Nous arrivons à Bagan, zone archéologique de 42 km2. Il s'agit d'une plaine arride dans laquelle furent érigés plus de 4000 temples entre le XIe et le XIIIe siècle. Plus de 3000 sont encore debout aujourd'hui. Cet endroit magique se visite surtout en carriole à cheval ou à vélo.
La carriole numéro 178 nous emmène sur des chemins de terre à la découverte des principaux temples. Nous sommes seuls. Nous visitons ces merveilles architecturales, parfois guidés par le maître des clés.  L'un d'eux, un jeune homme simplement vêtu d'un sarong, est fier de nous conduire à travers un dédalle de couloirs et d'escaliers sombres jusqu'à la terrasse principale.
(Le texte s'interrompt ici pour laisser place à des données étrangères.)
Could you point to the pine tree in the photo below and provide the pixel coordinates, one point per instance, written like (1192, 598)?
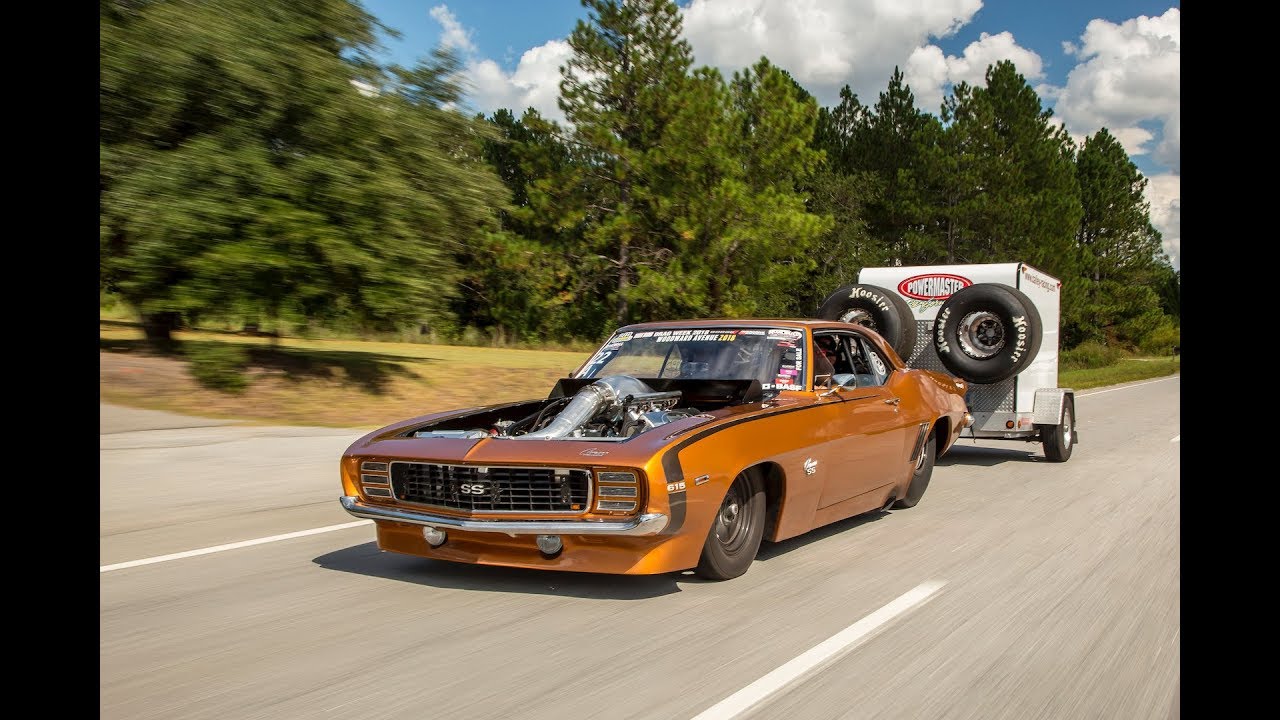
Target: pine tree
(256, 164)
(618, 91)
Il nous faut nous plier.  Le spectacle de la haut est à couper le souffle. Le jeune homme, pour nous impressionner, grimpe pieds nus au sommet du temple. Dans une autre pagode, nous prenons le temps d'admirer les peintures murales représentant Buddha. Des enfants, voulant nous vendre quelques souvenirs "pas chers" nous suivent et commentent les statues de Buddha. Une petite fille nous dit qu'elle va nous montrer la statue du petit Buddha qui dort. Au détour d'un couloir et alors qu'elle aperçoit un autochtone endormi, elle s'écrie malicieuse : "petit buddha qui dort"! La statue est autrement plus belle. Nous remontons en carriole direction le fleuve Ayeyarwady. Nous embarquons sur un "long boat" pour nous imprégner de la vie du fleuve et approcher ces villages de pêcheurs disséminés sur quelques bancs de sable. La misère est palpable. Des enfants cachés derrière des filets de pêche nous crient des "hello", comme inconscients de la vie qui se joue ici.  Des barges passent à un rythme peu soutenu. Deux hommes postés à l'avant sondent à l'aide de tiges de bambous peintes en rouge et blanc la profondeur du fleuve. Quelques petites navettes en bois dans lesquelles s'entassent moines et vélos font la liaison entre les deux berges. Le temps paraît s'etre arrêté à Bagan. Une chose est sûre. Si le pays venait à changer de régime dans les années à venir sous la pression internationale, il s'ouvrirait alors au tourisme. C'est peut-être les dernières années pour découvrir le Myanmar dans ces conditions de solitude.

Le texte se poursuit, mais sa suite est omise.